The promise — and the gap
Imagine a future where your doctor estimates your risk of a heart attack, a specific cancer, or a mental health condition not from a quick checklist but from a number derived from your DNA.
That future is closer than many people realize. Polygenic risk scores — PRS for short — are already entering some clinics. But a new analysis of 25 years of research shows that the people studied so far don't look much like the world that will use the technology.
PRS combines hundreds or thousands of small genetic variants to estimate the risk of common conditions. They've been used in research on heart disease, schizophrenia, diabetes, breast cancer, and dozens of other illnesses.
Some health systems have started piloting them as part of preventive care. The first commercial PRS tests are already on the market.
That makes the question of who is included in the underlying research more urgent than ever. A risk score built from one population may not be accurate when applied to another.
The old way versus the new way
For most of medical history, risk prediction was based on family history and lifestyle factors. Genetics played a role only in obvious single-gene conditions.
PRS changes the math. Even small genetic differences, summed across thousands of locations in the genome, can produce a score that meaningfully separates higher-risk and lower-risk individuals.
But this only works well if the underlying genetic data look like the patient being scored. Scores trained on people of European descent often perform poorly when used on people of African, Asian, or Latin American ancestry.
How the analysis worked
Imagine taking a snapshot of a research field every year for 25 years. Where did the papers come from? Who funded them? What diseases were being studied? Which groups of patients were left out?
The team did this kind of bird's-eye view by analyzing every PRS-related publication in a major scientific database between 1999 and 2024. They mapped publication growth, geographic spread, funder patterns, and how the topics evolved over time.
That kind of analysis can't tell us whether any single test is accurate. But it tells us which directions the field is moving — and which corners are being neglected.
The study snapshot
The team analyzed 10,269 publications across 2,185 sources, tracking growth rates, country and institutional contributions, funding sources, collaboration networks, and shifting research themes. They modeled the growth curve to estimate when the field is approaching maturity.
PRS research has grown explosively. Annual publications have risen at more than 21% per year since 1999, with a sharp acceleration after 2017. By 2024, more than 1,500 PRS-related papers were published in a single year.
Mathematical modeling suggests the field is approaching a turning point in 2026, where it shifts from rapid growth into a more mature, applied phase.
But growth came unevenly.

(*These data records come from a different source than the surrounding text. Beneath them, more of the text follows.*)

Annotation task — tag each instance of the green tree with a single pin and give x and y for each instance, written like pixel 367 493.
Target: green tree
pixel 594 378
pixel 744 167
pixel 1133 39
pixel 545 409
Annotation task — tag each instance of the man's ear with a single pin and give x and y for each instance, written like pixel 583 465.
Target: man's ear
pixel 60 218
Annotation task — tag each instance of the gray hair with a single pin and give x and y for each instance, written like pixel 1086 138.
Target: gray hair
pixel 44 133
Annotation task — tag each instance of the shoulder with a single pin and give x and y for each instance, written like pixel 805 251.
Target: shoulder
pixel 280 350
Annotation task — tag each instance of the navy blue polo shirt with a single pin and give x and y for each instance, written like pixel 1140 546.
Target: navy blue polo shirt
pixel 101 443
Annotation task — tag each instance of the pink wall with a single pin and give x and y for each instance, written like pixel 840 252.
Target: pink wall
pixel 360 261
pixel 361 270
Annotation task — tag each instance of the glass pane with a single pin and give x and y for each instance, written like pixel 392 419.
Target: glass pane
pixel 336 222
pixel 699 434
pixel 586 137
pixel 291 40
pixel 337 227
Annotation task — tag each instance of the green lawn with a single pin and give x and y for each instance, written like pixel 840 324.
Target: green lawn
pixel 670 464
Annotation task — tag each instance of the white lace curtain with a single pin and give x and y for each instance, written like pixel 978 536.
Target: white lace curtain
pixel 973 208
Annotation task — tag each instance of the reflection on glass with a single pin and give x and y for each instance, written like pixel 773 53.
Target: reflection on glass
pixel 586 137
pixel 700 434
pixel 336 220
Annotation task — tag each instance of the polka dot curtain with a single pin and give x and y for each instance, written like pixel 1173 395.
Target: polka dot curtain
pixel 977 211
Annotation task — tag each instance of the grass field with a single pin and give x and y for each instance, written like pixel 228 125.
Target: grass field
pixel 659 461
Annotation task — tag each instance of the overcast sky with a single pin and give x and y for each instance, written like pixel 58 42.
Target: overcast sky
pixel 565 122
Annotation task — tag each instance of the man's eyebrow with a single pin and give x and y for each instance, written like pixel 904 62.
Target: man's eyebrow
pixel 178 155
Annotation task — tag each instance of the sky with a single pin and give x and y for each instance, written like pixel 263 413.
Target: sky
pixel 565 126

The United States, China, and the United Kingdom together account for the majority of publications. A handful of elite research centers dominate output. Funding is also concentrated, with a small number of public and philanthropic sources providing roughly a quarter of all acknowledged support.
Topics shifted from foundational genetic concepts toward concrete disease prediction in mental health, heart disease and diabetes, and cancer.
This concentration matters because the people in those studies often don't reflect the people who will receive the tests.
Where this fits in the bigger picture
Genetic medicine has always struggled with diversity. Early reference databases overrepresented European populations, and PRS inherited that problem. While many researchers are now actively working to broaden the data, the catch-up is slow.
This new analysis shows that the structural issue runs deeper than just patient enrollment. Funding networks, institutional partnerships, and research priorities are all centered in a few places. Solving the diversity problem requires changing those upstream patterns too.
If you're considering a genetic risk test marketed to consumers, ask how it was developed and which populations it has been validated in. Many of these tests work much better for people of European ancestry than others.
If your doctor offers PRS as part of clinical care, ask the same questions. The accuracy and meaning of the number on the report depends heavily on whether your background was well represented in the underlying research.
The analysis looked at publication patterns, not at the underlying ancestry of the patients in those studies. So while it doesn't directly measure diversity, the geographic and institutional concentration it documents tracks closely with that broader concern. Bibliometric methods also can't tell us whether any specific clinical tool is reliable.
The field's next decade will be defined by how well it broadens its base. New initiatives are funding genome studies in Africa, Latin America, the Pacific, and South Asia. As those data come online, PRS accuracy for non-European patients should improve. The question is how quickly that progress reaches the clinic.